Hi...........I am looking for headphones which can be used with mobile as well as laptop. My budget is between Rs1000 to Rs2000. So kindly suggest me best option!


----------



## warfreak (Jan 16, 2013)

You can get Senheiser HD 202 for arnd 2k from Prime ABGB


----------



## clickclick (Jan 16, 2013)

JBL Tempo on ear, u can find it online anywhere between 1700-1900


----------



## audiophilic (Jan 24, 2013)

Are you into over-ear or in-ear?


----------



## ShankJ (Jan 24, 2013)

audiophilic said:


> Are you into over-ear or in-ear?



Arn't headphones supposed to be over-ear??


----------



## audiophilic (Jan 24, 2013)

Shashank Joshi said:


> Arn't headphones supposed to be over-ear??



Headphones come in a variety from in-the-ear to over-ear. Its a very non-specific term. So some earphones are called in-ear headphones, while some prefer to call them in-ear canalphones.


----------



## ShankJ (Jan 24, 2013)

Arn't those earphones which come in two variant- in-ear(canalphones) and the other version.. Headphones i thought was only of one type..


----------



## audiophilic (Jan 27, 2013)

Shashank Joshi said:


> Arn't those earphones which come in two variant- in-ear(canalphones) and the other version.. Headphones i thought was only of one type..



It depends on how you define the terms.


----------



## red dragon (Jan 27, 2013)

audiophilic said:


> Headphones come in a variety from in-the-ear to over-ear. Its a very non-specific term.


No sir!You are completely wrong!


----------



## ShankJ (Jan 27, 2013)

audiophilic said:


> It depends on how you define the terms.



and how do you define it??



red dragon said:


> No sir!You are completely wrong!



explain..!!


----------



## tkin (Jan 28, 2013)

Shashank Joshi said:


> and how do you define it??
> 
> 
> 
> explain..!!


In ear headphones(earphones) are called IEM aka In ear monitors, headphones can also be of different types, like over the ear(Circumaural surround the ear, Supra-aural press against the ears) clip on, or around the neck etc. If it goes inside your ear its IEM/canalphone(well technically there are another type of earphones, like these: TDK-EB-100 Stereo Headphone with Enhanced Bass - TDK: Flipkart.com these are just called earphones or earbuds), else its headphone.

Headphones hang around your head, earphones go in your ear.


----------



## ShankJ (Jan 28, 2013)

tkin said:


> In ear headphones(earphones) are called IEM aka In ear monitors, headphones can also be of different types, like over the ear(Circumaural surround the ear, Supra-aural press against the ears) clip on, or around the neck etc.

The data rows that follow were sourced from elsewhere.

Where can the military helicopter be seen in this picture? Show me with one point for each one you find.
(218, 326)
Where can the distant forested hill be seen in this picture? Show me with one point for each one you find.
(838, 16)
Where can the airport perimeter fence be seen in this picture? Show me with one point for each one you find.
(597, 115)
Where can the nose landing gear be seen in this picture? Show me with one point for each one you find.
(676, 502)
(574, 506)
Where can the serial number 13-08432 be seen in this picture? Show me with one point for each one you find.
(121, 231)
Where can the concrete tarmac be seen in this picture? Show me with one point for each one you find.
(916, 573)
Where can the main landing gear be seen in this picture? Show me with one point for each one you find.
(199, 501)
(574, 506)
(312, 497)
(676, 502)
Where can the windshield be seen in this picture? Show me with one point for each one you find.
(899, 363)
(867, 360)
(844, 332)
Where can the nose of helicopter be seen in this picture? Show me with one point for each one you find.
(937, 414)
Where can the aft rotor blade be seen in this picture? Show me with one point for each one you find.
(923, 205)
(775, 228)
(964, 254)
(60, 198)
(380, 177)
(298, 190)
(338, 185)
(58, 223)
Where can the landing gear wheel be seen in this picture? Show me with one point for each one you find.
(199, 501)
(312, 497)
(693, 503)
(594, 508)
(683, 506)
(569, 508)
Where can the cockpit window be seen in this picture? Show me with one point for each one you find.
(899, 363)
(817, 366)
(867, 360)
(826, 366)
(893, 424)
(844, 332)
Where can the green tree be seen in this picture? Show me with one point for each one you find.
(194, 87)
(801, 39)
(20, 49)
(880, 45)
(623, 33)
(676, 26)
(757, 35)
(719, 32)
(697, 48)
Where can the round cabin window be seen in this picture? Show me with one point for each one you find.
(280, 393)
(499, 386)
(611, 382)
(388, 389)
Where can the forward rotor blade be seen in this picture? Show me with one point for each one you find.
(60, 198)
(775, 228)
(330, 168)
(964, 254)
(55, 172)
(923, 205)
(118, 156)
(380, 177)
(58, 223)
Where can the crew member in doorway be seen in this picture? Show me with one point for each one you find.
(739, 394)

If it goes inside your ear its IEM/canalphone(well technically there are another type of earphones, like these: TDK-EB-100 Stereo Headphone with Enhanced Bass - TDK: Flipkart.com these are just called earphones or earbuds), else its headphone.
> 
> Headphones hang around your head, earphones go in your ear.





well said.. That was what i was trying to explain..


----------